IDPA also has the most bloated rulebook I’ve ever read, with some really pants-on-head kind of rules that do their best to suck the joy out of anything. IDPA isn’t fun because of the rules; it’s fun despite the rules.

Some of this is inherent to the style of the game and likely will never change, like small round count magazines and the deeply strange reloading rules. But some of that rulebook just needs to be thrown in the fire, like giving shooters a procedural error penalty for “air-gunning” when walking through the stage.

Rule 3.3.3, no air gunning.

IDPA also suffers from a lack of modernization. AIWB is one of the most popular and best ways of carrying a firearm on your person, but it’s only kind of sort of allowed in IDPA, based on the club running the match. Optics are allowed, but only in Carry Optics, a division dominated by almost the same huge 2011-style pistols that IDPA was founded to refute. There are people who EDC an Atlas Athena with a Holosun 507 Comp on top, but if they number far past the single digits, I’ll eat my hat. 

Fishing vests, or whatever kind of vest you want to use, are definitely the gamer meta for good reason, and that isn’t likely to change. But again, that’s really not representative of how most normal people actually carry. That isn’t to say people don’t use vests or jackets when they carry, it’s just not the most common method for most people for most of the year. If we want to really get back to basics, most people should be using a t-shirt as their cover garment.

Designed for IDPA from IDPAVests.com

Ultimately, these quibbles with the rules and style of IDPA are largely irrelevant since IDPA isn’t going anywhere and isn’t lacking in shooters. Could IDPA be better? Probably, but the same can be said for any of the shooting sports.

These rules shouldn’t deter you from shooting IDPA, but they are something to know about before going into it.

LOOSE ROUNDS

IDPA is fun, good training, and not a bad way to spend your weekend.

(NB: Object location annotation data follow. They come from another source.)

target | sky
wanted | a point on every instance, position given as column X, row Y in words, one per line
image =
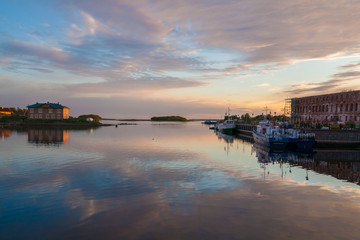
column 144, row 58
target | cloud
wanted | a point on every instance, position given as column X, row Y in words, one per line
column 263, row 85
column 335, row 84
column 351, row 65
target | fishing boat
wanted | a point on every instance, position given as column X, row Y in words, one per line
column 227, row 126
column 298, row 139
column 269, row 135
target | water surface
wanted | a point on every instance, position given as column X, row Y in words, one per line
column 171, row 181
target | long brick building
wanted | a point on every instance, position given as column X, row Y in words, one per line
column 48, row 111
column 342, row 107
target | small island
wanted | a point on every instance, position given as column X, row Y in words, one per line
column 169, row 118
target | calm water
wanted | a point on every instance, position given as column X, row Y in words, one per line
column 171, row 181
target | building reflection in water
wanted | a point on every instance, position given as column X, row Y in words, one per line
column 5, row 133
column 343, row 165
column 48, row 136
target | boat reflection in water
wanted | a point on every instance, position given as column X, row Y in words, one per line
column 343, row 165
column 5, row 133
column 48, row 136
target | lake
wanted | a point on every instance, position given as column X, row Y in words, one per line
column 171, row 181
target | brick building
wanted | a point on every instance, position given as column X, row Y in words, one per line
column 4, row 111
column 342, row 107
column 48, row 111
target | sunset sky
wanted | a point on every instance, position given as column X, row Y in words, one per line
column 138, row 59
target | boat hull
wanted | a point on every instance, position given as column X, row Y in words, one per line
column 301, row 143
column 271, row 142
column 227, row 130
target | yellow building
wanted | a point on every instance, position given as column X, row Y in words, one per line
column 5, row 111
column 48, row 111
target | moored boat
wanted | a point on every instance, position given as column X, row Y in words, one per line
column 268, row 135
column 228, row 126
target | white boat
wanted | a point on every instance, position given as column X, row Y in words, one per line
column 228, row 126
column 269, row 135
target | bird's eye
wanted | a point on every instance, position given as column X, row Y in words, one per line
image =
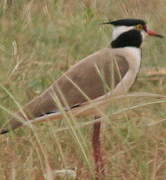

IDPA isn’t perfect, but neither are we. 

If you have the chance to shoot a major match of any shooting sport, I highly recommend it. While the local IDPA match near me is a great group of people and really enjoyable, there is nothing like a major match. 

This was especially enjoyable for me because I shot it off-meta. No vest, no 2011, just my actual carry gun in my actual carry clothes. Finishing 29th out of 110ish shooters in Carry Optics ain’t too bad.